Naek told reporters after a Pakistan Bar Council meeting that by demanding the judges be released, Prime Minister Yousuf Raza Gilani had begun taking steps to reinstate them since he came into office, AP reported.
The judges were removed from office by President Pervez Musharraf last year when he temporarily invoked emergency measures.
Naek said officials were aiming to honor laws and the constitution by reinforcing democracy and the nation’s institutions.

Evidence of Depleted Uranium Denied
The Afghan Public Health Ministry denied on Sunday a media report that there was evidence of nuclear contamination in the Tora Bora mountains of eastern Afghanistan.

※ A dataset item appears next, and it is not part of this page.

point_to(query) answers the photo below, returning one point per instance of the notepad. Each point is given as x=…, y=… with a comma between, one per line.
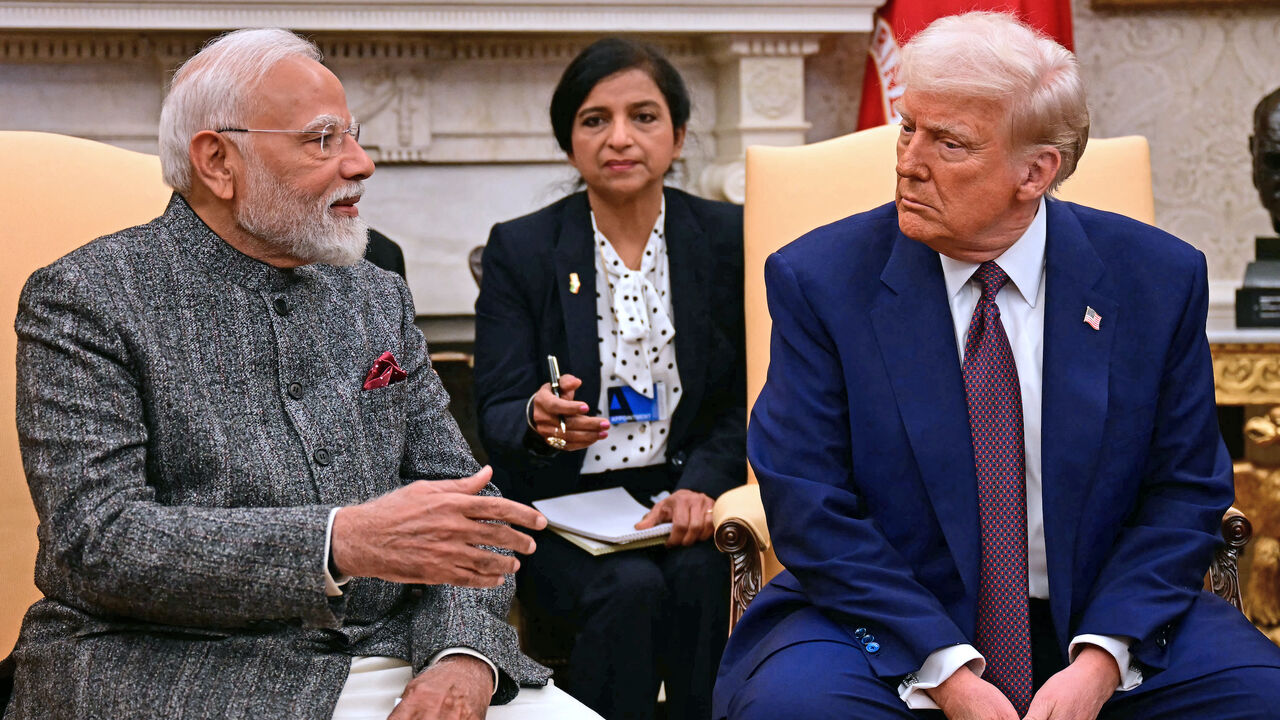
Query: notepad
x=599, y=547
x=607, y=515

The radio report said the ministry was investigating claims the Tora Bora mountains had been contaminated with radioactive material, the ministry said in a statement reported by Reuters.
“The Public Health Ministry, so far, has no information from any official source about the presence of nuclear contamination in Tora Bora and has launched no investigation about it. The ministry even has no plan for such an investigation.“
The Tora Bora mountains in the east of Afghanistan were heavily bombed by US planes in late 2001 targeting Al-Qaeda leaders believed to be sheltering in caves there.
The radio report followed a report by Reuters quoting Afghan deputy public health minister for technical affairs Faizullah Kakar saying the ministry would study whether levels of depleted uranium were higher than normal in the environment after the 2001 war. But Kakar made no reference to Tora Bora.
“We have decided to do a study to see what is going on. We will take samples of soil, rocks, water in different areas where the war had taken place in the past and look in the same area to see if there is an excess of malformed babies,“ Kakar said.
“It’s then that we can tell you what is going on. But until then it is still speculation,“ he said.
He also cautioned that Afghanistan suffered from major health problems that could have been the cause of any possible rise in the number of cases of malformation.
“In Afghanistan, we have so many problems with nutritional deficiency, like folic acid. So it’s difficult to tell if it’s due to depleted uranium or due to some nutritional problems or some other genetic issues,“ he said.